The Castlemaine Brewery Company (Melbourne) was floated on 1 March 1885 as a public company to acquire the interests of Fitzgerald and Perrins in the Melbourne brewery and associated hotels. Fitzgerald became chairman of directors of the new company, while Perrins became managing director. The company granted their workers an eight hour day in May 1885.

The company's products included ale, porter and stout.

The brewery was continually expanded through the 1870s, 1880s, and 1890s. Some of these buildings are now subject to heritage protection. Perrins remained managing director until his death in 1892, after which Fitzgerald assumed the role; he would be both chairman and managing director until the brewery's amalgamation and closure.

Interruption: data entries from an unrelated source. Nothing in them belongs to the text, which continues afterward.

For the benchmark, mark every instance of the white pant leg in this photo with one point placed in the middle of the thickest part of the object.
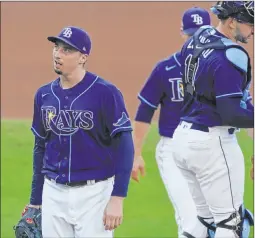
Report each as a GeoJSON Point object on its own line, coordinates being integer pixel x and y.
{"type": "Point", "coordinates": [89, 206]}
{"type": "Point", "coordinates": [55, 218]}
{"type": "Point", "coordinates": [176, 186]}
{"type": "Point", "coordinates": [217, 161]}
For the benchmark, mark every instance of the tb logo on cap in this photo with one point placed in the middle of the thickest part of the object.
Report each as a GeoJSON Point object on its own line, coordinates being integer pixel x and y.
{"type": "Point", "coordinates": [197, 19]}
{"type": "Point", "coordinates": [67, 32]}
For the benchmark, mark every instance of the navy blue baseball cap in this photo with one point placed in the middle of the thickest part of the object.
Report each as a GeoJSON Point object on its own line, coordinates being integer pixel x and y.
{"type": "Point", "coordinates": [193, 19]}
{"type": "Point", "coordinates": [75, 37]}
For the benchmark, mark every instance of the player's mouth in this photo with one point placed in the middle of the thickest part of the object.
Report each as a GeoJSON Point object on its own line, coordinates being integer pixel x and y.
{"type": "Point", "coordinates": [57, 64]}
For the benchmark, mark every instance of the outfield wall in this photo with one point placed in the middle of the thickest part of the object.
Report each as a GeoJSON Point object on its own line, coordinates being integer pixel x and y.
{"type": "Point", "coordinates": [128, 39]}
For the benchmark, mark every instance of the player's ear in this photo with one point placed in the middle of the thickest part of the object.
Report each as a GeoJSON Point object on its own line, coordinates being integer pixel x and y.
{"type": "Point", "coordinates": [232, 23]}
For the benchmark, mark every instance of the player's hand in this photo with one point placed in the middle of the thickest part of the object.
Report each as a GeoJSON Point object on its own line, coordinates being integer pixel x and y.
{"type": "Point", "coordinates": [252, 168]}
{"type": "Point", "coordinates": [138, 167]}
{"type": "Point", "coordinates": [113, 214]}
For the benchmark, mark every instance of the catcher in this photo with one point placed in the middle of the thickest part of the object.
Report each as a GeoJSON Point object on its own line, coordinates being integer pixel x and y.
{"type": "Point", "coordinates": [29, 226]}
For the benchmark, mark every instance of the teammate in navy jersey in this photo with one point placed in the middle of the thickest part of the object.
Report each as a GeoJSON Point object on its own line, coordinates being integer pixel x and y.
{"type": "Point", "coordinates": [164, 88]}
{"type": "Point", "coordinates": [216, 79]}
{"type": "Point", "coordinates": [83, 152]}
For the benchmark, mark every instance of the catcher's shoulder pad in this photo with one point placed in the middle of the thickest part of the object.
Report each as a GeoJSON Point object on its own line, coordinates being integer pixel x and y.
{"type": "Point", "coordinates": [238, 58]}
{"type": "Point", "coordinates": [29, 226]}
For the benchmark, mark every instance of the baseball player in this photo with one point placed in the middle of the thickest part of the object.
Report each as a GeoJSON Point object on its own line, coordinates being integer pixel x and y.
{"type": "Point", "coordinates": [216, 77]}
{"type": "Point", "coordinates": [164, 88]}
{"type": "Point", "coordinates": [84, 151]}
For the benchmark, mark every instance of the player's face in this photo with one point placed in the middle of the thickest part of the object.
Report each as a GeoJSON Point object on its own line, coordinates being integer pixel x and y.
{"type": "Point", "coordinates": [66, 59]}
{"type": "Point", "coordinates": [243, 32]}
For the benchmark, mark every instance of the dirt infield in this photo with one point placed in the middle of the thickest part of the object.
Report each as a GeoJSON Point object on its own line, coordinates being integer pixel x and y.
{"type": "Point", "coordinates": [128, 38]}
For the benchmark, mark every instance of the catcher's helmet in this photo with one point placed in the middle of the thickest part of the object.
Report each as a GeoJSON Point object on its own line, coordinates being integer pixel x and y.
{"type": "Point", "coordinates": [242, 11]}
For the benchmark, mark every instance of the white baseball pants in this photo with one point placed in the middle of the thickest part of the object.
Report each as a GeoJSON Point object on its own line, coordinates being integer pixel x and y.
{"type": "Point", "coordinates": [75, 211]}
{"type": "Point", "coordinates": [176, 186]}
{"type": "Point", "coordinates": [213, 164]}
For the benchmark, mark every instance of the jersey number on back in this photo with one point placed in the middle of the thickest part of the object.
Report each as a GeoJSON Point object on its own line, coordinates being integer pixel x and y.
{"type": "Point", "coordinates": [177, 89]}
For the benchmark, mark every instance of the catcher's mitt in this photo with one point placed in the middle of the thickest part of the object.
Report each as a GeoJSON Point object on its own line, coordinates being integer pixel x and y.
{"type": "Point", "coordinates": [29, 226]}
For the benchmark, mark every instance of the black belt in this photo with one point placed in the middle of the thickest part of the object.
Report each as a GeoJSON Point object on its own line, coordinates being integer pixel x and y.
{"type": "Point", "coordinates": [79, 183]}
{"type": "Point", "coordinates": [204, 128]}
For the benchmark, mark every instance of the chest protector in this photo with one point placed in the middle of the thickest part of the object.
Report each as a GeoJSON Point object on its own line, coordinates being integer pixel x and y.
{"type": "Point", "coordinates": [236, 54]}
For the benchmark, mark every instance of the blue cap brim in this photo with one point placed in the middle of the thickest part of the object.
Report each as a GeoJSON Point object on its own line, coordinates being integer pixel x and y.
{"type": "Point", "coordinates": [57, 38]}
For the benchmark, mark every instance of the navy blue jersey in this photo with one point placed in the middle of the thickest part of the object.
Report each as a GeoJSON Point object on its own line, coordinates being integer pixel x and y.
{"type": "Point", "coordinates": [78, 125]}
{"type": "Point", "coordinates": [215, 77]}
{"type": "Point", "coordinates": [164, 88]}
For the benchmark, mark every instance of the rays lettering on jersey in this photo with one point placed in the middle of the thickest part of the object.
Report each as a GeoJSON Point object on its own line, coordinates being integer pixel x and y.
{"type": "Point", "coordinates": [177, 89]}
{"type": "Point", "coordinates": [66, 122]}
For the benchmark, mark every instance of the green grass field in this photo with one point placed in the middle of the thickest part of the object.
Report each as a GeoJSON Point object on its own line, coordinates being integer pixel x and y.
{"type": "Point", "coordinates": [147, 210]}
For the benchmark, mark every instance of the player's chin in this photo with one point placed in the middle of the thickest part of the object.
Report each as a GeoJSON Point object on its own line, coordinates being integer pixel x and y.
{"type": "Point", "coordinates": [57, 71]}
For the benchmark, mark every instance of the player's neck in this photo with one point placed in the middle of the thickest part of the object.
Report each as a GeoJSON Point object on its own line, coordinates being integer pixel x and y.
{"type": "Point", "coordinates": [226, 32]}
{"type": "Point", "coordinates": [70, 80]}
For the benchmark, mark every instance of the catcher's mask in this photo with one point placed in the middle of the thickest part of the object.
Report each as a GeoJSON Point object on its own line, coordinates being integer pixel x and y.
{"type": "Point", "coordinates": [242, 11]}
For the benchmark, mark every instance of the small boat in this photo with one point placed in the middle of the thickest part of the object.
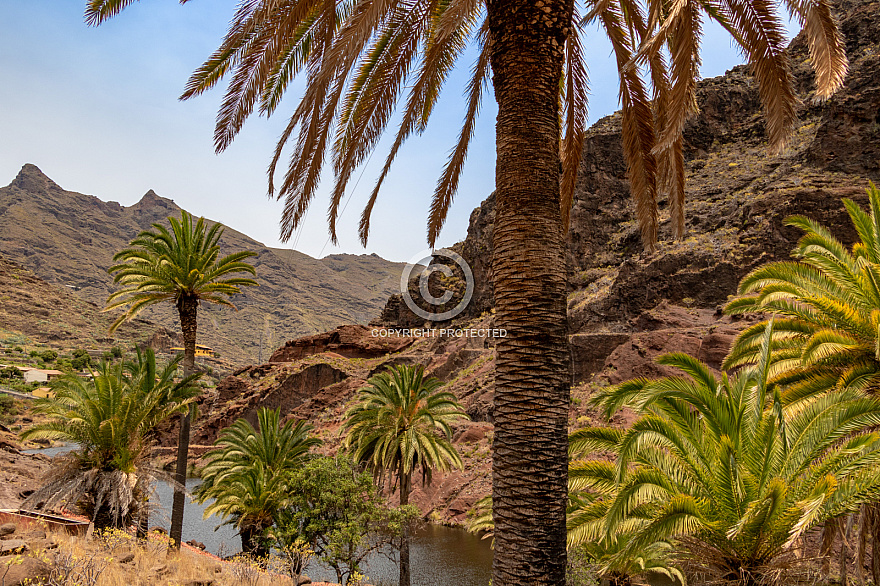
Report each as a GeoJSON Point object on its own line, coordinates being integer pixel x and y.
{"type": "Point", "coordinates": [36, 519]}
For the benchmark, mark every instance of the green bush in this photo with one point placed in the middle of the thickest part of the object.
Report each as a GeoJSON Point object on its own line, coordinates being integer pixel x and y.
{"type": "Point", "coordinates": [7, 408]}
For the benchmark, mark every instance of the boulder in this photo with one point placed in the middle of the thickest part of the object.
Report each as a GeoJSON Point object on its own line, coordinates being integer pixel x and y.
{"type": "Point", "coordinates": [21, 571]}
{"type": "Point", "coordinates": [13, 546]}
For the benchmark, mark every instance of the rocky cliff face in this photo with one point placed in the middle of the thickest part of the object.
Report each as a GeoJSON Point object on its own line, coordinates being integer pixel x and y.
{"type": "Point", "coordinates": [32, 309]}
{"type": "Point", "coordinates": [69, 239]}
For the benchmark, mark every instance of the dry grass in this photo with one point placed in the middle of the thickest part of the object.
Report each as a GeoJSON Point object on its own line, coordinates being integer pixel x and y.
{"type": "Point", "coordinates": [118, 559]}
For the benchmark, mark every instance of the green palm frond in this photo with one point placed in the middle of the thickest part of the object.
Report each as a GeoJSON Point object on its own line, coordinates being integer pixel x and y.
{"type": "Point", "coordinates": [400, 422]}
{"type": "Point", "coordinates": [163, 265]}
{"type": "Point", "coordinates": [830, 299]}
{"type": "Point", "coordinates": [247, 474]}
{"type": "Point", "coordinates": [111, 418]}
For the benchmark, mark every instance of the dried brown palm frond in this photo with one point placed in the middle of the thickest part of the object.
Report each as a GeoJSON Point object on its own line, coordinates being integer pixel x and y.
{"type": "Point", "coordinates": [709, 565]}
{"type": "Point", "coordinates": [448, 183]}
{"type": "Point", "coordinates": [637, 122]}
{"type": "Point", "coordinates": [762, 39]}
{"type": "Point", "coordinates": [373, 95]}
{"type": "Point", "coordinates": [827, 47]}
{"type": "Point", "coordinates": [106, 497]}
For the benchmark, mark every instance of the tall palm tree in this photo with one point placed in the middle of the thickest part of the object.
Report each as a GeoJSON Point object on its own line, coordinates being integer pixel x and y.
{"type": "Point", "coordinates": [722, 468]}
{"type": "Point", "coordinates": [393, 430]}
{"type": "Point", "coordinates": [826, 304]}
{"type": "Point", "coordinates": [182, 266]}
{"type": "Point", "coordinates": [361, 55]}
{"type": "Point", "coordinates": [247, 475]}
{"type": "Point", "coordinates": [111, 419]}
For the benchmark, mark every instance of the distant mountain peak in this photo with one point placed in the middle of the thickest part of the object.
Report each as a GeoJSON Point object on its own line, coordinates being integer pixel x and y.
{"type": "Point", "coordinates": [31, 178]}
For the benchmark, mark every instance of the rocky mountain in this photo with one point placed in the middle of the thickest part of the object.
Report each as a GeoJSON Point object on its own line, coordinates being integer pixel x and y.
{"type": "Point", "coordinates": [69, 239]}
{"type": "Point", "coordinates": [625, 307]}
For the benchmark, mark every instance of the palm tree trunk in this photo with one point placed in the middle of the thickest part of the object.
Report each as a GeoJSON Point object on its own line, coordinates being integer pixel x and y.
{"type": "Point", "coordinates": [405, 483]}
{"type": "Point", "coordinates": [529, 461]}
{"type": "Point", "coordinates": [875, 545]}
{"type": "Point", "coordinates": [187, 308]}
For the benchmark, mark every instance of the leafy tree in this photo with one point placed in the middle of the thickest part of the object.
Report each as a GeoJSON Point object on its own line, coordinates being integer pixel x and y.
{"type": "Point", "coordinates": [363, 57]}
{"type": "Point", "coordinates": [81, 360]}
{"type": "Point", "coordinates": [826, 305]}
{"type": "Point", "coordinates": [340, 513]}
{"type": "Point", "coordinates": [48, 355]}
{"type": "Point", "coordinates": [724, 470]}
{"type": "Point", "coordinates": [393, 430]}
{"type": "Point", "coordinates": [110, 418]}
{"type": "Point", "coordinates": [10, 372]}
{"type": "Point", "coordinates": [248, 474]}
{"type": "Point", "coordinates": [182, 266]}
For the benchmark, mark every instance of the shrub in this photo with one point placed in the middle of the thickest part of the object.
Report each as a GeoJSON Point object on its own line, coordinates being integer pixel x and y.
{"type": "Point", "coordinates": [9, 373]}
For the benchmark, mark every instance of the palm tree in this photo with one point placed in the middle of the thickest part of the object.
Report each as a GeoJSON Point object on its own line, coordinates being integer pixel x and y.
{"type": "Point", "coordinates": [727, 472]}
{"type": "Point", "coordinates": [183, 266]}
{"type": "Point", "coordinates": [393, 430]}
{"type": "Point", "coordinates": [247, 475]}
{"type": "Point", "coordinates": [826, 305]}
{"type": "Point", "coordinates": [361, 55]}
{"type": "Point", "coordinates": [111, 419]}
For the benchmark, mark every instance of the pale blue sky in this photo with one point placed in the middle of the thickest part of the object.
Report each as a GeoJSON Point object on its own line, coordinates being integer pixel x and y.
{"type": "Point", "coordinates": [96, 109]}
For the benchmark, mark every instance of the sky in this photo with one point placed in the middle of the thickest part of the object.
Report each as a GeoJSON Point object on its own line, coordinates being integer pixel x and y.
{"type": "Point", "coordinates": [97, 109]}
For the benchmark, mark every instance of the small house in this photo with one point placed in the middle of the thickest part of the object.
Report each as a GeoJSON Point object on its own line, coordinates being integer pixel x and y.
{"type": "Point", "coordinates": [38, 375]}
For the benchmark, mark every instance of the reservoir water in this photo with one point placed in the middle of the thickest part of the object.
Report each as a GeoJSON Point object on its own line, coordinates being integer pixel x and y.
{"type": "Point", "coordinates": [439, 556]}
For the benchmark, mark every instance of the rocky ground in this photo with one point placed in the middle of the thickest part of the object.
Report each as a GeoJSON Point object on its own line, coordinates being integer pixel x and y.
{"type": "Point", "coordinates": [625, 306]}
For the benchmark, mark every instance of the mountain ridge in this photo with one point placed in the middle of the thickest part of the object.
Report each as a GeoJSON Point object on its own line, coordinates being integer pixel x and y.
{"type": "Point", "coordinates": [69, 238]}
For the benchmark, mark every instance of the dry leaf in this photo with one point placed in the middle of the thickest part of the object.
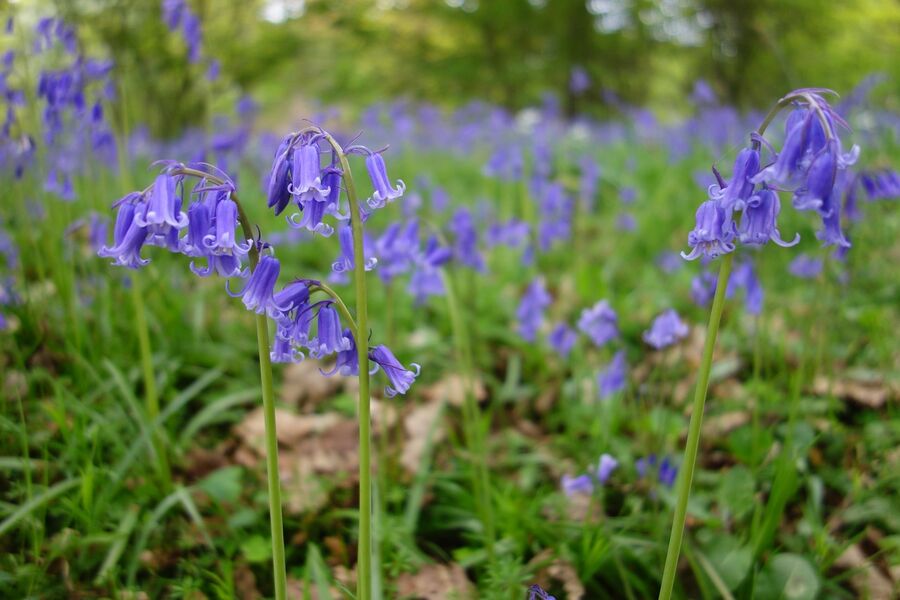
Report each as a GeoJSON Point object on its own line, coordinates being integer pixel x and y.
{"type": "Point", "coordinates": [452, 389]}
{"type": "Point", "coordinates": [435, 582]}
{"type": "Point", "coordinates": [867, 579]}
{"type": "Point", "coordinates": [553, 568]}
{"type": "Point", "coordinates": [417, 425]}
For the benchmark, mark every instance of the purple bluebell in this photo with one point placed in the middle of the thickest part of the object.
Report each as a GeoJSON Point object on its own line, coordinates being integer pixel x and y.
{"type": "Point", "coordinates": [163, 215]}
{"type": "Point", "coordinates": [583, 484]}
{"type": "Point", "coordinates": [383, 192]}
{"type": "Point", "coordinates": [805, 267]}
{"type": "Point", "coordinates": [668, 472]}
{"type": "Point", "coordinates": [222, 239]}
{"type": "Point", "coordinates": [881, 185]}
{"type": "Point", "coordinates": [258, 293]}
{"type": "Point", "coordinates": [330, 336]}
{"type": "Point", "coordinates": [759, 221]}
{"type": "Point", "coordinates": [128, 236]}
{"type": "Point", "coordinates": [579, 80]}
{"type": "Point", "coordinates": [399, 377]}
{"type": "Point", "coordinates": [666, 329]}
{"type": "Point", "coordinates": [740, 187]}
{"type": "Point", "coordinates": [600, 323]}
{"type": "Point", "coordinates": [345, 261]}
{"type": "Point", "coordinates": [614, 378]}
{"type": "Point", "coordinates": [347, 361]}
{"type": "Point", "coordinates": [562, 339]}
{"type": "Point", "coordinates": [605, 467]}
{"type": "Point", "coordinates": [530, 312]}
{"type": "Point", "coordinates": [713, 234]}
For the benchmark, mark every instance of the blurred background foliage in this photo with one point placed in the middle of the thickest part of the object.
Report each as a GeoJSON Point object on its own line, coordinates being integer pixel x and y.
{"type": "Point", "coordinates": [351, 53]}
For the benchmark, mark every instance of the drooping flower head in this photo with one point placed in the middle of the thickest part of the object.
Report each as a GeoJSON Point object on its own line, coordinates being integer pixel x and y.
{"type": "Point", "coordinates": [599, 323]}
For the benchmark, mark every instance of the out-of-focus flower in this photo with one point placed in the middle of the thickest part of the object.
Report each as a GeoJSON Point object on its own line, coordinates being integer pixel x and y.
{"type": "Point", "coordinates": [666, 329]}
{"type": "Point", "coordinates": [599, 323]}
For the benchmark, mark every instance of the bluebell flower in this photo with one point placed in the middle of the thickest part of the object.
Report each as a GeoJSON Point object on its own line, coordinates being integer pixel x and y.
{"type": "Point", "coordinates": [666, 329]}
{"type": "Point", "coordinates": [605, 467]}
{"type": "Point", "coordinates": [465, 248]}
{"type": "Point", "coordinates": [583, 484]}
{"type": "Point", "coordinates": [599, 323]}
{"type": "Point", "coordinates": [378, 174]}
{"type": "Point", "coordinates": [805, 267]}
{"type": "Point", "coordinates": [222, 239]}
{"type": "Point", "coordinates": [713, 234]}
{"type": "Point", "coordinates": [258, 293]}
{"type": "Point", "coordinates": [614, 378]}
{"type": "Point", "coordinates": [278, 194]}
{"type": "Point", "coordinates": [399, 378]}
{"type": "Point", "coordinates": [128, 236]}
{"type": "Point", "coordinates": [881, 185]}
{"type": "Point", "coordinates": [163, 216]}
{"type": "Point", "coordinates": [347, 362]}
{"type": "Point", "coordinates": [330, 336]}
{"type": "Point", "coordinates": [759, 221]}
{"type": "Point", "coordinates": [740, 188]}
{"type": "Point", "coordinates": [562, 339]}
{"type": "Point", "coordinates": [530, 312]}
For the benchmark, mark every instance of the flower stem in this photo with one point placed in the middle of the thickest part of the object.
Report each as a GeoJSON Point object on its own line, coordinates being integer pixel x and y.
{"type": "Point", "coordinates": [481, 482]}
{"type": "Point", "coordinates": [151, 397]}
{"type": "Point", "coordinates": [693, 439]}
{"type": "Point", "coordinates": [364, 550]}
{"type": "Point", "coordinates": [265, 373]}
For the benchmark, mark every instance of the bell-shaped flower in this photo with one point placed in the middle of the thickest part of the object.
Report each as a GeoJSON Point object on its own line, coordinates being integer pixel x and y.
{"type": "Point", "coordinates": [399, 377]}
{"type": "Point", "coordinates": [383, 192]}
{"type": "Point", "coordinates": [713, 234]}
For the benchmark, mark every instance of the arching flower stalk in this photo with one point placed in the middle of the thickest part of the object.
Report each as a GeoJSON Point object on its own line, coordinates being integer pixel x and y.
{"type": "Point", "coordinates": [207, 230]}
{"type": "Point", "coordinates": [744, 211]}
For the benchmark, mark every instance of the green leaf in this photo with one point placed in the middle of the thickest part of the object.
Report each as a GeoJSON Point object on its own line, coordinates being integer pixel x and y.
{"type": "Point", "coordinates": [788, 577]}
{"type": "Point", "coordinates": [223, 485]}
{"type": "Point", "coordinates": [257, 549]}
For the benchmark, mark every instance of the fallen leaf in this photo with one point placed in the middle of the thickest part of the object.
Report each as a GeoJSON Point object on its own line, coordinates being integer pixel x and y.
{"type": "Point", "coordinates": [304, 386]}
{"type": "Point", "coordinates": [452, 388]}
{"type": "Point", "coordinates": [716, 426]}
{"type": "Point", "coordinates": [870, 393]}
{"type": "Point", "coordinates": [553, 568]}
{"type": "Point", "coordinates": [435, 582]}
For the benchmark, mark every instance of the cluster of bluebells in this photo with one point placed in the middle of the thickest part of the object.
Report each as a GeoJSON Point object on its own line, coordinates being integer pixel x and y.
{"type": "Point", "coordinates": [811, 164]}
{"type": "Point", "coordinates": [584, 484]}
{"type": "Point", "coordinates": [71, 89]}
{"type": "Point", "coordinates": [201, 222]}
{"type": "Point", "coordinates": [299, 177]}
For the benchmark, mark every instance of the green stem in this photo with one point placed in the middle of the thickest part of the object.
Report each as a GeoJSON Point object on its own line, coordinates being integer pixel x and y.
{"type": "Point", "coordinates": [279, 571]}
{"type": "Point", "coordinates": [693, 439]}
{"type": "Point", "coordinates": [265, 374]}
{"type": "Point", "coordinates": [472, 417]}
{"type": "Point", "coordinates": [364, 550]}
{"type": "Point", "coordinates": [151, 397]}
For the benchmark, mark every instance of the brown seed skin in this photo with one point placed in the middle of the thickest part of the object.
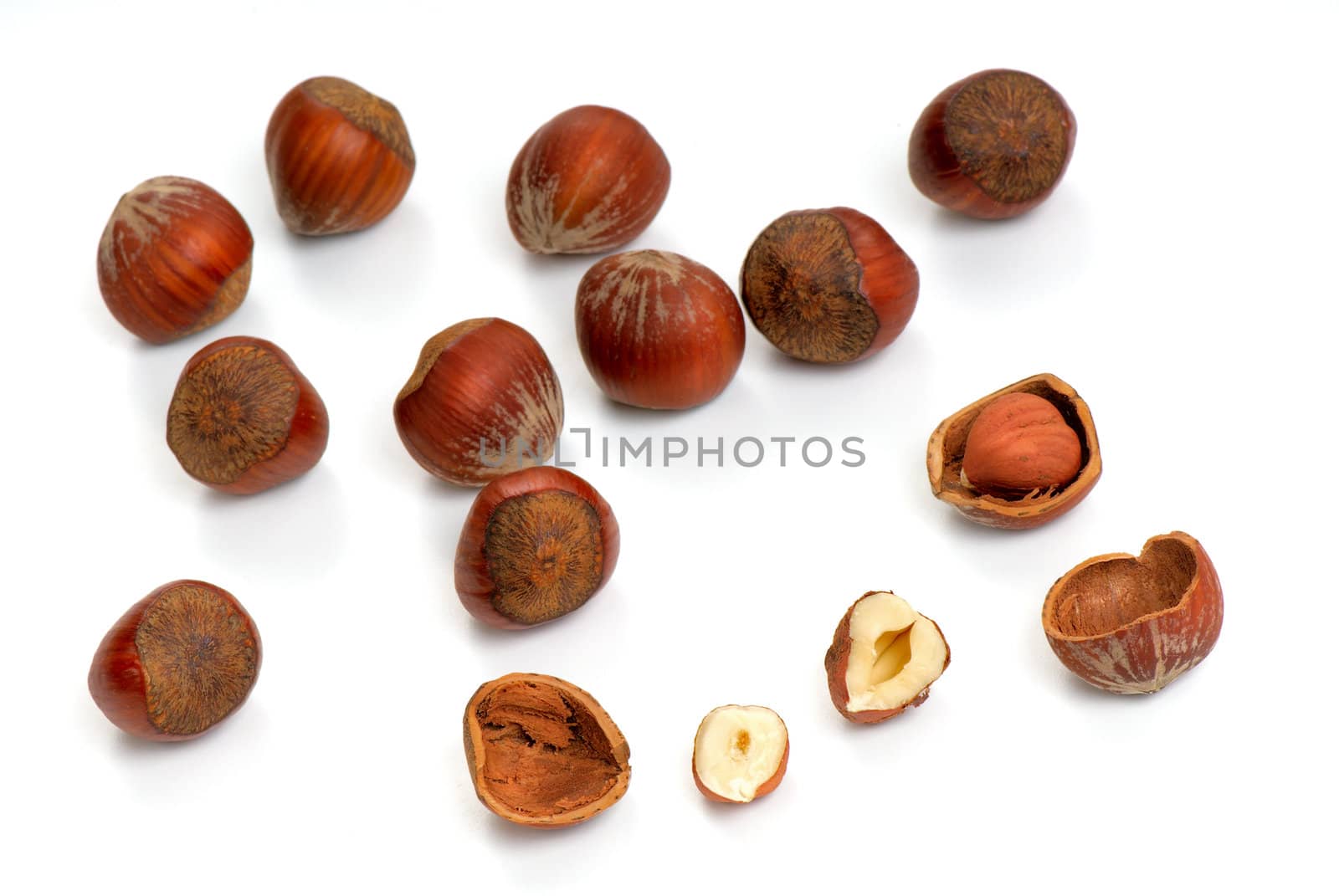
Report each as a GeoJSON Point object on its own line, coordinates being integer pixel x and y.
{"type": "Point", "coordinates": [480, 381]}
{"type": "Point", "coordinates": [308, 428]}
{"type": "Point", "coordinates": [117, 677]}
{"type": "Point", "coordinates": [1021, 443]}
{"type": "Point", "coordinates": [589, 180]}
{"type": "Point", "coordinates": [339, 157]}
{"type": "Point", "coordinates": [174, 259]}
{"type": "Point", "coordinates": [948, 443]}
{"type": "Point", "coordinates": [937, 172]}
{"type": "Point", "coordinates": [1111, 623]}
{"type": "Point", "coordinates": [658, 330]}
{"type": "Point", "coordinates": [473, 579]}
{"type": "Point", "coordinates": [549, 773]}
{"type": "Point", "coordinates": [872, 271]}
{"type": "Point", "coordinates": [839, 658]}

By 1899, the company was facing "unsatisfactory" trading conditions, noting the impact of "severe competition" on profits, despite increased sales. The company formed a cartel, the Society of Melbourne Brewers, with seven other breweries in 1903, in an attempt to end "ruinous competition". However, the company's financial position did not improve by 1906, with no dividend paid for 1905 and Fitzgerald seeking to retire and seeking a "settlement of the present very unsatisfactory conditions."

In 1907 it amalgamated with five other major breweries to form Carlton & United Breweries. CUB immediately proposed to centralise brewing at three premises and to close the remaining three, including the Castlemaine brewery. The brewery buildings and site were sold off and used for other commercial purposes.

Castlemaine Brewery Company (Melbourne) Ltd became a holding company for Carlton and United Breweries, formally continuing to exist until March 1973.